Szef sejmowej komisji śledczej ds. PZU Janusz Dobrosz (LPR) z osobą nowego ministra skarbu i jego decyzjami personalnymi wiąże nadzieje na przełom w sprawie PZU.
- Liczę, że minister Jasiński skieruje do sądu wniosek o stwierdzenie nieważności umowy prywatyzacyjnej - powiedział "Naszemu Dziennikowi" Dobrosz, który w tej sprawie złożył nawet w Sejmie projekt stosownej uchwały.
- Odzyskanie PZU byłoby korzystne dla Polski i dla ubezpieczonych - uważa poseł Marek Suski (PiS). Zastrzega, że minister podejmie decyzję po zapoznaniu się z tajną częścią dokumentacji.
Cezary Stypułkowski, uchodzący za "człowieka do specjalnych poruczeń" prezydenta Kwaśniewskiego, objął stanowisko prezesa PZU po Zdzisławie Montkiewiczu.
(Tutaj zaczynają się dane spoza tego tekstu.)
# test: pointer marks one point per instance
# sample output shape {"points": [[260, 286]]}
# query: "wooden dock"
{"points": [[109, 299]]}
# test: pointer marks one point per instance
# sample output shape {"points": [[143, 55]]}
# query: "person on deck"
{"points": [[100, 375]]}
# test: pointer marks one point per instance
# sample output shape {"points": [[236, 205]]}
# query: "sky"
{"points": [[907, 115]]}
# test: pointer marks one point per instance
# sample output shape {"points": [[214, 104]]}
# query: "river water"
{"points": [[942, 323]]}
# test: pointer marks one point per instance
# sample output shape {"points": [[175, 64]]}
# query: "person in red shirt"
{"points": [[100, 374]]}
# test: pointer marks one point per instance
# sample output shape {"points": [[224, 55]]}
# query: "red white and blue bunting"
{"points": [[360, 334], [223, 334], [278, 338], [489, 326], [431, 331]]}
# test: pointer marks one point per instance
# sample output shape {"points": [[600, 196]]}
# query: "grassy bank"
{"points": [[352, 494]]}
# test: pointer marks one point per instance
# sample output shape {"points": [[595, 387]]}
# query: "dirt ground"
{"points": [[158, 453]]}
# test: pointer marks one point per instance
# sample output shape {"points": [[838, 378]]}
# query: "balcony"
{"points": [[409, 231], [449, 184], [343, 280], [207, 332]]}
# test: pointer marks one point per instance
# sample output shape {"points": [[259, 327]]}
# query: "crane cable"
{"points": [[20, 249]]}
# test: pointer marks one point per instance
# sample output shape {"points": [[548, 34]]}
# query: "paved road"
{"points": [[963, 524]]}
Wcześniej był prezesem Banku Handlowego, który od lat pozostawał w orbicie zainteresowań WSI. To właśnie via BH dokonywane były transakcje związane z aferą FOZZ. Jego mroczne tajemnice nie ujrzą już jednak światła dziennego, ponieważ dzięki staraniom duetu Kwaśniewski - Stypułkowski bank został wchłonięty przez amerykańską City Group. W latach 80. Stypułkowski pracował w Ministerstwie Finansów, gdy wiceministrem był Andrzej Dorosz, obecny prezes Banku Gospodarstwa Krajowego. Jego współpracownikiem w tych czasach był także Bogusław Kott. Po przełomie 1989 r. Kott, Stypułkowski i Dorosz stali się głównymi architektami BIG Banku Gdańskiego - prywatnego banku nomenklaturowego utworzonego za publiczne pieniądze, który stał się finansowym zapleczem tzw. nowej europejskiej lewicy skupionej wokół Kwaśniewskiego.
Wejście Cezarego Stypułkowskiego do PZU na miejsce Zdzisława Montkiewicza poprzedził głośny konflikt między prezydentem Kwaśniewskim a premierem Leszkiem Millerem, który chronił Montkiewicza. Spór dotyczył kwestii, kto będzie miał wpływ na największego polskiego ubezpieczyciela. Stronnictwo pałacowe popierało sprzedaż PZU na rzecz holenderskiej spółki Eureko, starając się zagwarantować sobie pewien margines wpływów przez udział w tej prywatyzacji BIG Banku Gdańskiego (dziś Bank Millennium), którego szefem jest przyjaciel Kwaśniewskiego Bogusław Kott. Rząd Millera - odwrotnie - działał na rzecz utrzymania PZU w rękach Skarbu Państwa, licząc na to, że w ten sposób zachowa w nim wpływy własnego obozu.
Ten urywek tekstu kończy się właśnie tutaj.